When plans were first made to bring giant pandas to Canada, Er Shun was believed to be male, and had been paired with a female from the Chengdu Research Base of Giant Panda Breeding for the journey. Months before her departure her true sex was determined and the known female switched out for male Da Mao. Without blood testing, identifying panda sex is next to impossible until the animals reach full sexual maturity.

Da Mao and Er Shun were brought to Canada on March 25, 2013, as part of a 10-year contract between the federal governments of Canada and China. The two pandas were supposed to spend five years each at Toronto Zoo and Calgary Zoo, but in May 2020, the Calgary Zoo requested that both pandas be returned to China due to the difficulty of importing bamboo during the COVID-19 pandemic. With the pandas' arrival, the Toronto Zoo refurbished its seasonal attraction area into an extensive educational centre - the Giant Panda Interpretive Centre.

===Breeding attempts===

In 2014, after her first estrus, Er Shun was artificially inseminated - the first such procedure performed on a panda in Canada. No baby was born in that year and it was believed that Er Shun experienced a pseudopregnancy, a phenomenon common in giant pandas. On October 13, 2015, Er Shun gave birth to two cubs, Jia Yueyue and Jia Panpan, the first giant pandas born in Canada. In Chinese, the cubs' names mean Canadian Joy and Canadian Hope, respectively.

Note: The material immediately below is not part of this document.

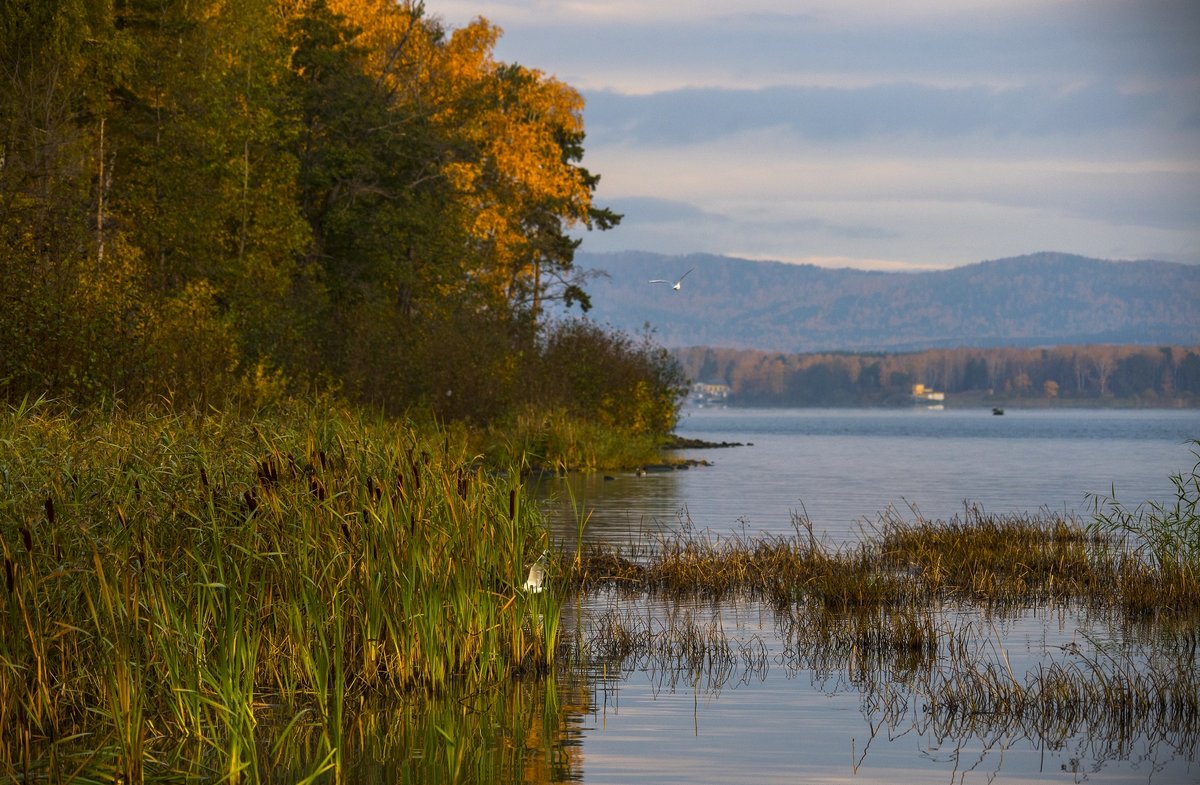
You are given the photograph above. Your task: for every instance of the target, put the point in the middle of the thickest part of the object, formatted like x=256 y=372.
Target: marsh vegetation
x=322 y=594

===Calgary Zoo and COVID-19===
On March 23, 2018, Er Shun, her cubs, and Da Mao all left the Toronto Zoo to begin a five-year stay at the Calgary Zoo, by the agreement between the Canadian and Chinese governments. In May 2020, the Calgary Zoo requested that both Er Shun and Da Mao pandas be returned to China due to the difficulty of importing bamboo during the COVID-19 pandemic. Er Shun returned to China at the end of November 2020, with her cubs going with Da Mao to the Chengdu Research Base of Giant Panda Breeding at that time.